Franchisee Mistakes

Article by: Lynne D. Shelton

At Shelton & Power, we are commonly asked about what to avoid in entering into a franchise. Below are the 4 biggest mistakes that Franchisees make. However, they all revolve around time. So remember, do not rush, take the time to ensure you are making a solid business decision.

1. Not reading and understanding all of the documents. Many franchisees do not read all of the documents that govern their relationship with the franchisor. You must read all of the documents. These documents hold the very terms that will be enforced upon you and your franchise. While it may be true that the Franchise Disclosure Document consists of the same 23 areas of disclosure for every franchisor, what is contained within those 23 areas varies widely. It is important that after you have read the FDD and Franchise Agreements that you then have an experienced franchise attorney evaluate them as well. Remember you will be establishing a long term relationship with your Franchisor, usually around 10 years or more, so get to know every detail of the requirements.

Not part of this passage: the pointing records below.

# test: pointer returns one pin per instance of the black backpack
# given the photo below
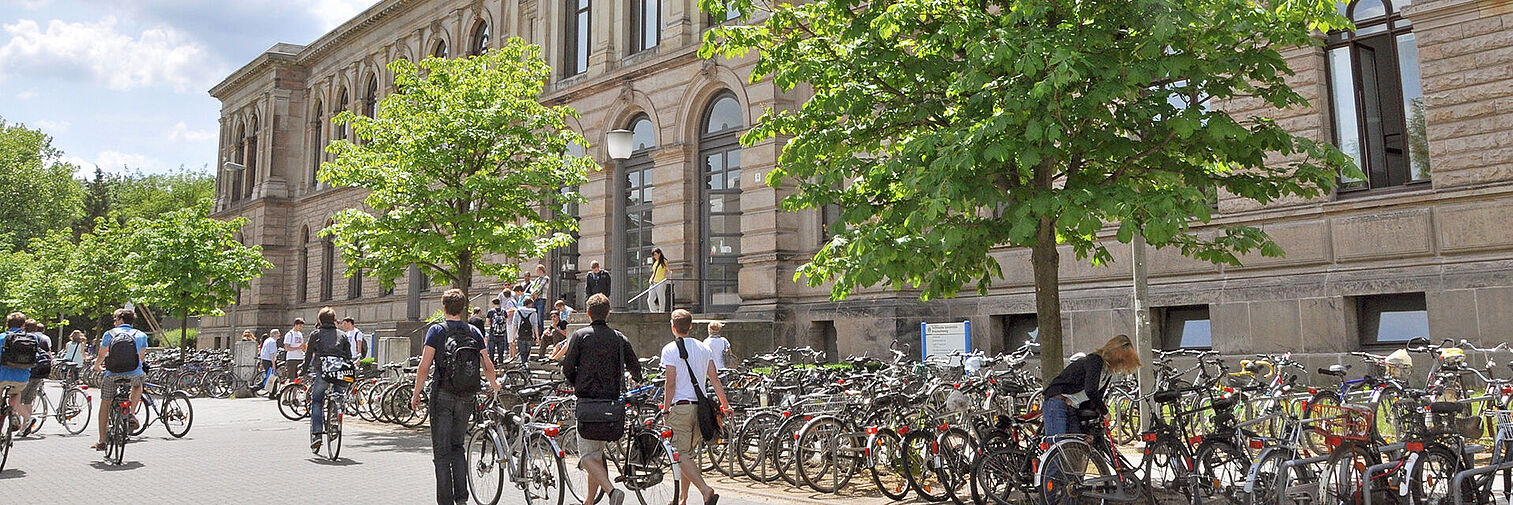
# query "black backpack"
(121, 356)
(460, 365)
(20, 351)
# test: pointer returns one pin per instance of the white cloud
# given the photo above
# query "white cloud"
(335, 12)
(96, 52)
(180, 132)
(50, 127)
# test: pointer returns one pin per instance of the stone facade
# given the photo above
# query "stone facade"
(1444, 238)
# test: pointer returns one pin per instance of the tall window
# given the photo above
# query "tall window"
(720, 154)
(575, 59)
(251, 159)
(327, 268)
(1379, 100)
(639, 206)
(645, 24)
(480, 40)
(316, 141)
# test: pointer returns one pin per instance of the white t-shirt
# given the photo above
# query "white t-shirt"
(270, 350)
(294, 339)
(698, 357)
(351, 339)
(717, 346)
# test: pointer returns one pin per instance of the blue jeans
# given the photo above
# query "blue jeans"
(450, 416)
(318, 402)
(1059, 418)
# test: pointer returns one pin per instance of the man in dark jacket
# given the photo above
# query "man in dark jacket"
(595, 363)
(598, 280)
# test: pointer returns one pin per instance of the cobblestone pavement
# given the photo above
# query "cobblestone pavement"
(242, 451)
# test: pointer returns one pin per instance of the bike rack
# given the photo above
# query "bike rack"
(1460, 478)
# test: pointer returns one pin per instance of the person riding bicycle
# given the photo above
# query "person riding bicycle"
(327, 357)
(1079, 387)
(118, 362)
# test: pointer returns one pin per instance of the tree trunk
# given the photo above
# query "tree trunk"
(1044, 259)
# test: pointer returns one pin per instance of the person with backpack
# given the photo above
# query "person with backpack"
(687, 365)
(123, 350)
(595, 363)
(329, 356)
(451, 359)
(17, 357)
(40, 371)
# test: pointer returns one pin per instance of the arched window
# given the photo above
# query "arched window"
(720, 224)
(316, 141)
(639, 204)
(303, 266)
(327, 268)
(251, 158)
(1377, 96)
(645, 24)
(575, 43)
(480, 40)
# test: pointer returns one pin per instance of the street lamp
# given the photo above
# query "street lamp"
(619, 144)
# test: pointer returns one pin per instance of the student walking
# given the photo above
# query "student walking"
(687, 366)
(451, 359)
(595, 363)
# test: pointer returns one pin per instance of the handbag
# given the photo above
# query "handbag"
(710, 422)
(602, 419)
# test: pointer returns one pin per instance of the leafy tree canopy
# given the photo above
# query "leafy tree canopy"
(947, 129)
(463, 165)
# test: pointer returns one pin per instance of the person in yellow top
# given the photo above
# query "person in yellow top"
(658, 298)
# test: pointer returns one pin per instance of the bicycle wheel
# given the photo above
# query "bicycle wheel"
(1224, 469)
(1432, 477)
(333, 428)
(292, 401)
(484, 467)
(1065, 472)
(177, 415)
(958, 452)
(74, 410)
(751, 448)
(40, 412)
(648, 469)
(922, 466)
(545, 474)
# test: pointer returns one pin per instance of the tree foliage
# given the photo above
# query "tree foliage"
(37, 188)
(460, 162)
(949, 129)
(188, 263)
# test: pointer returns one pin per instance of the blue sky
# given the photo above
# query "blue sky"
(124, 82)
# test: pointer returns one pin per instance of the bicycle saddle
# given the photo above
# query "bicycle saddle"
(1445, 407)
(1335, 369)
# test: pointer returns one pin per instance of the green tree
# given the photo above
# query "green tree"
(37, 188)
(947, 129)
(189, 263)
(459, 164)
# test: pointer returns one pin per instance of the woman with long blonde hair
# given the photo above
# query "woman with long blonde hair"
(1082, 383)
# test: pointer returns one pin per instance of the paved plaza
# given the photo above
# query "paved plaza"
(242, 451)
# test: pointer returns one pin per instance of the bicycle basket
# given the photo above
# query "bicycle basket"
(1342, 422)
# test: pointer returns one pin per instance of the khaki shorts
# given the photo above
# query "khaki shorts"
(108, 389)
(32, 389)
(684, 424)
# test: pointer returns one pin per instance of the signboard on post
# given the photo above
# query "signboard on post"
(944, 337)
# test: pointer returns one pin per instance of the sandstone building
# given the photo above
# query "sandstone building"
(1421, 96)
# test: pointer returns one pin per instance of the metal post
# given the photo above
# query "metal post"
(1143, 334)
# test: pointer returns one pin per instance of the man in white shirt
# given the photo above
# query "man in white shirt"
(354, 337)
(681, 401)
(717, 345)
(294, 342)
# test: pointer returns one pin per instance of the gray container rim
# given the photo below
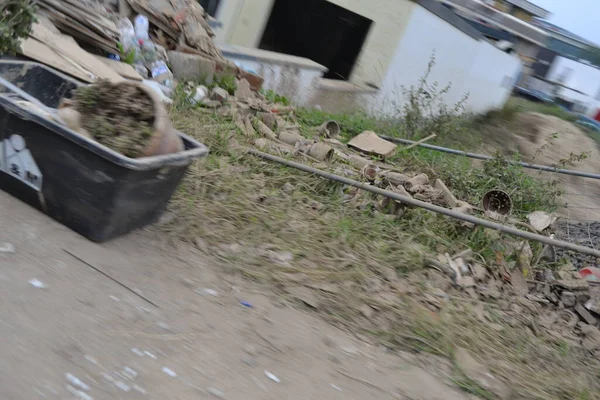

2. Not asking for better terms. The one misconception that we hear over and over from Franchisees is that the Franchise Agreement is non‐negotiable. That simply is not true, every contract is negotiable. Some terms of course cannot be changed, but a lot of them can. An experienced franchise attorney can help you negotiate the terms of the Franchise Agreement to reach the best possible outcome for your business.

3. Not obtaining all promises in writing. If the salesperson or the Franchise Broker tells you something that is not contained in the franchisor’s documents then you must get it in writing. Franchisors are regulated by state and federal statutes. Make sure that what is promised to you is in an addendum to your Franchise Agreement. Without the addendum, it may be difficult for you to enforce that promise. If the franchisor will not put their promise in writing, and what you were told was material, you should speak with a qualified Franchise Attorney about reporting the franchisor to the Attorney General in the state where you are located.

4. Failing to use Due Diligence. As a prospective franchisee, your due diligence is calling existing franchisees to learn about your potential investment. Speak with many, not just one. Choose different franchisees from various areas and not just from the top of the list. Franchise Attorneys have been known to put the best, most successful franchisees at the top of the list, betting that potential Franchisees will only call a couple. When speaking with the existing or former franchisees, ask the hard questions, not just if they are happy they bought into this franchise.

Although it can be difficult to unearth all the details from the franchisor and existing franchisees, an experienced franchise attorney can help. Remember, two heads are always better than one. An experienced franchise attorney knows what questions to ask, what other prospective franchisees have uncovered, and which systems seem to have a majority of successful franchisees. This is their area of practice, so take advantage of it. Then take it slow, research and be happy with your decision.